I don't know who formulates this 'advice' but it seems clear to me that they know very little about safe cycling.

It's also worthwhile to note that some studies have shown that sidewalk cycling is more dangerous than road cycling.

thomask said...

Daniel Chan's letter was entirely correct (if a little too apologetic for naughty cyclists imho)... :P

For the LTA to keep spouting the "no space, lah" line is disingenuous at best and outright laziness at worst.

It could be they're stalling for time until the park connectors are fully implemented, as they don't want redundancy, but I'd argue the two spaces - PCNs and bike lanes on roads, serve two different sectors of the community: leisure / recreational cyclists and committed cycle commuters or fitness enthusiasts, respectively.

Road lanes here can easily fit one and a half cars. Narrow them all down to 1 1/4 lanes, and add a cycle lane. Not difficult, not expensive. People might have to learn they can't drive by aligning the white line between the headlights however... ;)

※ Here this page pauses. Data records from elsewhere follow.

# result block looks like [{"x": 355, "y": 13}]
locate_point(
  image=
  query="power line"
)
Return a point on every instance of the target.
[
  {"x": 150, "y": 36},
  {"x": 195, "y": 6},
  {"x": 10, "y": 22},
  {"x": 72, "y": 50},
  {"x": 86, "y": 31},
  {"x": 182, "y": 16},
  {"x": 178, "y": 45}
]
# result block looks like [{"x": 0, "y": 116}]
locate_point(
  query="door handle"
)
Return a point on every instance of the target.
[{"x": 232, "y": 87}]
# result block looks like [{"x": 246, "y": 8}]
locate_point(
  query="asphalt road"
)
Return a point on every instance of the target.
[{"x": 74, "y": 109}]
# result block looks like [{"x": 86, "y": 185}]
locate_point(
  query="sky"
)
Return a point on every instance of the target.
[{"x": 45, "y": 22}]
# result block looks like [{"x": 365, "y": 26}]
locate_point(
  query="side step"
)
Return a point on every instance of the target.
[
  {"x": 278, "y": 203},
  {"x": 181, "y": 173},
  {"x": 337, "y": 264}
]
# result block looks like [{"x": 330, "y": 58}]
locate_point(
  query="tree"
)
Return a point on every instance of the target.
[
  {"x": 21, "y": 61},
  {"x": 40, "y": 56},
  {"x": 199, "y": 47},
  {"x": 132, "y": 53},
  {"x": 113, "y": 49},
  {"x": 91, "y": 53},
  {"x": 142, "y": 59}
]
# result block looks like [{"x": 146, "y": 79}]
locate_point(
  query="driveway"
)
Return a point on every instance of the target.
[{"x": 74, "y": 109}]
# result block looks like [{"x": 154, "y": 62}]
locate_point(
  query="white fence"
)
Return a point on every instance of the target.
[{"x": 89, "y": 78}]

With China recently overtaking the US as the largest auto manufacturer and consumer, and cities such as Bangkok, Dhaka, Delhi, Hong Kong and Shanghai locked in seemingly endless traffic jams, it seems to me that Singapore has a "unique" opportunity to buck the Asian trend and actually become a more and more liveable city, rather than retreat down the rankings.

Long said...

I'm a cyclist and I rued for every day that I could not cycle to work. I would love to have separate cycling lanes but they do have some impact:

1) Road widths in Singapore are maximised considering that it is about 3.4m for the inner and outer lanes and 3.25m for other lanes

2) Singapore has to consider roads and roads reserves and other things such as planting strip (1.5m), pedestrian pavements (1m) and drains + their reserves (varies - average 3m).

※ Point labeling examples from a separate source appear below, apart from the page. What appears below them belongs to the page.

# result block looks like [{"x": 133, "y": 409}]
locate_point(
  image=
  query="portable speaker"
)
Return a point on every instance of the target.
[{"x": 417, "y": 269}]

3) Properties are already bursting at their seams with the small plot areas considering everything in point 2.

4) Changes require an intergration with the respective planning departments like URA, SLA, NParks, BCA, NEA, MOE(E for Env) etc.

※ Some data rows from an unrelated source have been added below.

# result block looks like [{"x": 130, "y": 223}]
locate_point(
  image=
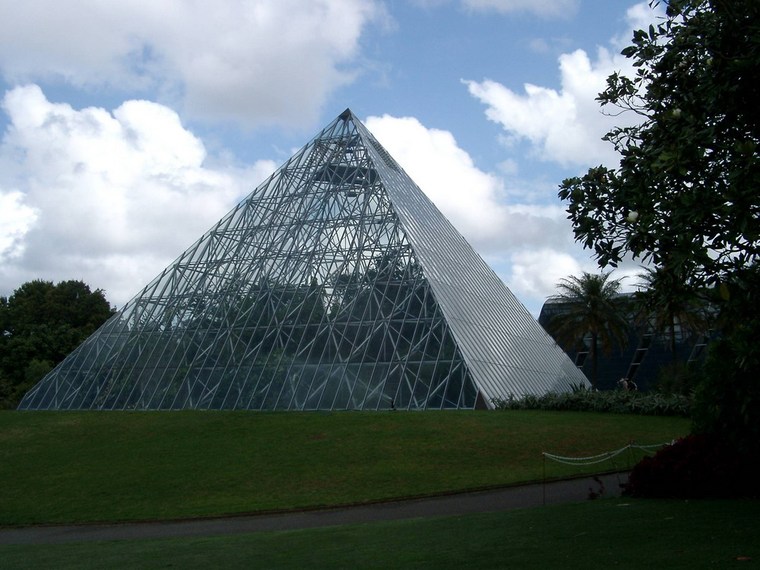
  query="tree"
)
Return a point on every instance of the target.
[
  {"x": 668, "y": 303},
  {"x": 590, "y": 305},
  {"x": 685, "y": 194},
  {"x": 40, "y": 324}
]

The crux is: yes! It is really difficult to incorporate cycling lane in Singapore! Unless we are willing to give up something, like our planting strips, which are the first elements beside our roads usually. There goes our beautiful rain trees.

So what can be done to satisfy a group of cyclists and would be cyclists? I am not sure but maybe I can throw something up:

1) Pave all open drains and use that a pedestrian pavements. Thatll free up some space safe cycling lanes

2) Have designated cycling highways away from the bz roads. Cyclists will then break off from the highways to get off onto local cycling paths to get to their destination.

3) Encourage ministers and the chief of TP to cycle to work. (joke joke..)

It is not a thing that can be implemented quickly but something that require a lot of planning. first there must be a critical mass: the Authorities will not move if there's no critical mass. However cyclists will argue that if you have the infrastructure, you will have the critical mass. There is one thing for sure is that I can bet on my skinny and sometimes aching cycling ass that the Authorities will not do anything unless there's an imperial edict to finally recognise cycling as not a recreational pet peeves of a few selected treehuggers but an official mode of transport.

1 thing for sure is this: We, as a nation, have shown that we can do it if we want to do it. The ball is not in our court, it's in the Gov't court. Sad to say this, cycling is not a matter of national interest...

So ride safely everybody! And Godspeed!

Back2nature said...

I have shared some views on defensive cycling here http://back2nature.blogspot.com/2009/12/my-cycling-in-singapore-experiences.html

After that then I googled and found some other places on this.

LCK said...

it is sad to learn that another cyclist passed away on last Thursday along Sembawang Road.

Tucson Injury said...

I believe everyone should be responsible when on the road. Not only drivers but also cyclists and pedestrians. If everyone are responsible enough, road accidents could definitely reduce dramatically.